How Long Should You Hold a Glute Bridge for?

It depends. The ideal sets and reps vary based on your goals, your personal health history, and your experience level with core and glute exercises, Wittman says

As a foundation, Marcel says that most active individuals can safely aim for three sets of 15 to 20 reps using just their body weight.  (More on adding weights later.) 

Can I Do Glute Bridges at Home Without Equipment? 

You bet. In fact, glute bridges are one of our picks for the eight best glute workouts to try at home for just that reason. All you need is your body and a comfortable floor. (A carpet, rug, or yoga mat may be helpful to cushion your lower back.)

Glute Bridge Variations and Alternatives

Remember: It’s OK to modify this exercise to make it work for you. Until you feel comfortable forming a straight line from your shoulders to your knees without pain or discomfort, Wittman suggests only lifting your hips partially off the ground into a half bridge. 

You can use your arms for leverage, pressing them gently into the floor while bridging to give your core and glutes a boost, or bring your heels an inch or two closer to your trunk. “Having more bend in your knees typically makes the bridge a little easier to perform,” Wittman says. And if you still feel out of sorts, seek out the help of a physical therapist or trainer.

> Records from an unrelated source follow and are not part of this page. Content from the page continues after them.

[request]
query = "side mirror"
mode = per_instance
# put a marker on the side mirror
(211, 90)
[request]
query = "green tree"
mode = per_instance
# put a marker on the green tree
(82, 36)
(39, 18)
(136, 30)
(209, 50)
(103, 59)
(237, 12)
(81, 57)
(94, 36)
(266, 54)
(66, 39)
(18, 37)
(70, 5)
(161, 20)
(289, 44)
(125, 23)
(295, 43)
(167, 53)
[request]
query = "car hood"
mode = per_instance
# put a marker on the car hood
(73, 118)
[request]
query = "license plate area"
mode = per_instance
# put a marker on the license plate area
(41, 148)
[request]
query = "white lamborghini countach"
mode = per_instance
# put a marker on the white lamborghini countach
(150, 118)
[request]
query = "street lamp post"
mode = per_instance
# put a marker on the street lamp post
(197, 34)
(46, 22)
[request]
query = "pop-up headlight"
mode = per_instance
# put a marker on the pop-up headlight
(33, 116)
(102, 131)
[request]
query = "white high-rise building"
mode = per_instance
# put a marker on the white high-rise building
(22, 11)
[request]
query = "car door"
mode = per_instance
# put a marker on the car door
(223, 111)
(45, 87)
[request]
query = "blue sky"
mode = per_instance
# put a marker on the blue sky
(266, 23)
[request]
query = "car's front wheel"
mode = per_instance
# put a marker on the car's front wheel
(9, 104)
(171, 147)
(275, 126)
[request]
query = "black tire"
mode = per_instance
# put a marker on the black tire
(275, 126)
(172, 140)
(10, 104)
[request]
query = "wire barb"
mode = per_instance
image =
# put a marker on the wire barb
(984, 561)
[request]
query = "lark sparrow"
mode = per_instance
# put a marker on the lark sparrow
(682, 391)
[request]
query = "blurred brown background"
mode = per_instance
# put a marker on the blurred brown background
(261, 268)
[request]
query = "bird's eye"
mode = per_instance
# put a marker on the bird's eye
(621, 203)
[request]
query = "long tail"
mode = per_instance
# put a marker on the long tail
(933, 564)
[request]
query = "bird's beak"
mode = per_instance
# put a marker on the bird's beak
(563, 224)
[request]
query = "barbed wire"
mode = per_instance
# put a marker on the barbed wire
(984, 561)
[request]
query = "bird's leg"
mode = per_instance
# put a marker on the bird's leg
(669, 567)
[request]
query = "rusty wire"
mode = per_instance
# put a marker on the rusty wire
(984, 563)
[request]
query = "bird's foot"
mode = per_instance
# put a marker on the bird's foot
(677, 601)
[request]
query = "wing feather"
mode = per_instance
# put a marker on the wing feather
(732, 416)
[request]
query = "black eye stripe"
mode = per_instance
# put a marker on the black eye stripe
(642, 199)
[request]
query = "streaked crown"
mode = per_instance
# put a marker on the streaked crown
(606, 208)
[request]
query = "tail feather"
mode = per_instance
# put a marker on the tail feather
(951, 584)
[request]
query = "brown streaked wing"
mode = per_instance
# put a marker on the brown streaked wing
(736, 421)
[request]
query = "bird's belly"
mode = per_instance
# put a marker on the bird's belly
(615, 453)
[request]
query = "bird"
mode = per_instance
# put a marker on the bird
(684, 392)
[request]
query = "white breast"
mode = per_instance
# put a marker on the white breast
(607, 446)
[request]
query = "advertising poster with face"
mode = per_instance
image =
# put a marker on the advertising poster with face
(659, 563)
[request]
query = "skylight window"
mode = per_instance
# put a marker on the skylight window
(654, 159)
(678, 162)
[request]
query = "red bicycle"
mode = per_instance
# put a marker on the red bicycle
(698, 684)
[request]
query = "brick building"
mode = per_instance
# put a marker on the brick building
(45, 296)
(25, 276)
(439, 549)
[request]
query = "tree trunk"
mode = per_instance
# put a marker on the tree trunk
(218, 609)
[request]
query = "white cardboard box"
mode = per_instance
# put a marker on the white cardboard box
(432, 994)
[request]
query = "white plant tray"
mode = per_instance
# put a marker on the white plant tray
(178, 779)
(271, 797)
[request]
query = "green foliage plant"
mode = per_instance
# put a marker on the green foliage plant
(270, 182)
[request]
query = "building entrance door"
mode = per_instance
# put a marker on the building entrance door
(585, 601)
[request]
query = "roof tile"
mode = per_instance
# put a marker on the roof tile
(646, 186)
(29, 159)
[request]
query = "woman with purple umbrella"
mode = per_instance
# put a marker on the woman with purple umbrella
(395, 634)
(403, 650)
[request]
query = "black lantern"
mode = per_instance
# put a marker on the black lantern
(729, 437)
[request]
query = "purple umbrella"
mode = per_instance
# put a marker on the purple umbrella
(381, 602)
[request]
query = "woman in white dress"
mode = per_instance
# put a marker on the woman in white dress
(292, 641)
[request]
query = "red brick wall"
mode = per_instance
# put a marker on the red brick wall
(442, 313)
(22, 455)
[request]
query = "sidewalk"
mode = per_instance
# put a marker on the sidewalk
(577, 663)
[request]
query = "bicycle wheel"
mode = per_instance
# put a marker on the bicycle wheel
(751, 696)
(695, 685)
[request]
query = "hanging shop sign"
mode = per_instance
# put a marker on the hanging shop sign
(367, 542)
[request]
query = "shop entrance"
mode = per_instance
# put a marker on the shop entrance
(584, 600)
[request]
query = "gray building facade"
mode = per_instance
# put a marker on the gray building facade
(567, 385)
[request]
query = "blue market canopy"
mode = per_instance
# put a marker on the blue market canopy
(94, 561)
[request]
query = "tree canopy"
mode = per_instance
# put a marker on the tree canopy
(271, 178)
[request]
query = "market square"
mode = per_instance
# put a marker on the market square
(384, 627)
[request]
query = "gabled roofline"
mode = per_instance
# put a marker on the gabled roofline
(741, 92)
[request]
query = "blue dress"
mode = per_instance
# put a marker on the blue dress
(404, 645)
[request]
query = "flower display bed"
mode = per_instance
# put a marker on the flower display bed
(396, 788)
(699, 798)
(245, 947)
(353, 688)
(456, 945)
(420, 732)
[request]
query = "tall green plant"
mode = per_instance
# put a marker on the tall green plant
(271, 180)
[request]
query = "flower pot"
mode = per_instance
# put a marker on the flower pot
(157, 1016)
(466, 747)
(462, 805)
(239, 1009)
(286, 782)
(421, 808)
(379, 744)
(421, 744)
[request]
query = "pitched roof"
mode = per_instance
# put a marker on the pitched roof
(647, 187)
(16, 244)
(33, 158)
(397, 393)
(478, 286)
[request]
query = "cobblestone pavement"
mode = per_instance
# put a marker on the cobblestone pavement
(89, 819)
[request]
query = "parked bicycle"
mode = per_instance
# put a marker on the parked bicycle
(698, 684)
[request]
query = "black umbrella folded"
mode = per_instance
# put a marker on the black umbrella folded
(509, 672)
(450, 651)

If the equipment-free bodyweight bridge feels too easy, consider these options to make your glute bridge even more effective.

  • March: Keep your hips steady at the top of the bridge. Lift one foot a few inches off of the ground. Hold it in the air for a second before returning it to the ground. Repeat with the other foot. 

  • Single-leg: Keep your hips lifted at the top of your glute bridge. Lift one leg off of the ground, extending it straight into the air. Hold it for a second before lowering it down. Repeat with the other foot. 

  • Weighted: Add a dumbbell (or two) on top of your hips to increase the resistance.

  • Banded: Place a loop resistance band just above your knees. With each rep, press your knees away—and against the band— to activate your hips and glutes.

  • Lifted arms: Press your palms together and point your fingers at the sky. Leave your hands lifted for the duration of the rep. 

  • Heels away: Increase the distance between your glutes and feet. Move your feet about 15 to 18 inches away from your glutes to decrease the amount of bend in your knees with each rep. 

  • On a ball: Place your heels on top of a large stability ball. Lift and lower your hips to complete each glute bridge. 

Glute Bridge vs. Hip Thrust

These two exercises are fairly similar, since you work the same muscle groups. However, the key difference between the two is that with a hip thrust, your body is usually elevated on a bench or step. With a classic glute bridge, your shoulders and back are on the floor.

4 Mistakes to Avoid When Doing a Glute Bridge

Make sure to steer clear of these common glute bridge mistakes to avoid injuries—and ensure you’re getting the most out of every rep. 

1. You’re Moving Too Quickly. 

Take your time to activate your core, glutes, and legs. Hustling and swinging through your sets is a recipe for injuries—and a waste of your time.

2. You’re Overextending. 

Avoid bringing your hips too high, as this may lead to lower back pain. Instead, try to maintain a straight line from your shoulders to your knees.

3. You’re Not Engaging Your Glutes. 

To protect your lower back—and make this an effective exercise—squeeze your glute muscles with each rep to ensure they stay engaged. 

4. Your Feet Aren’t Rooted. 

Be careful not to neglect your feet. Focus on firmly pressing your heels down into the floor or pulling them in toward your glutes to engage your hamstrings and hips, Wittman says. 

How to Include Glute Bridges In Your Workout

You can integrate this move into your warmup, yoga flow, or even the resistance portion of your workout. Unsure of where to start? Try adding three sets of 15 to 20 reps to your routine three times per week—or try a workout on the Peloton App, many of which will include this popular exercise.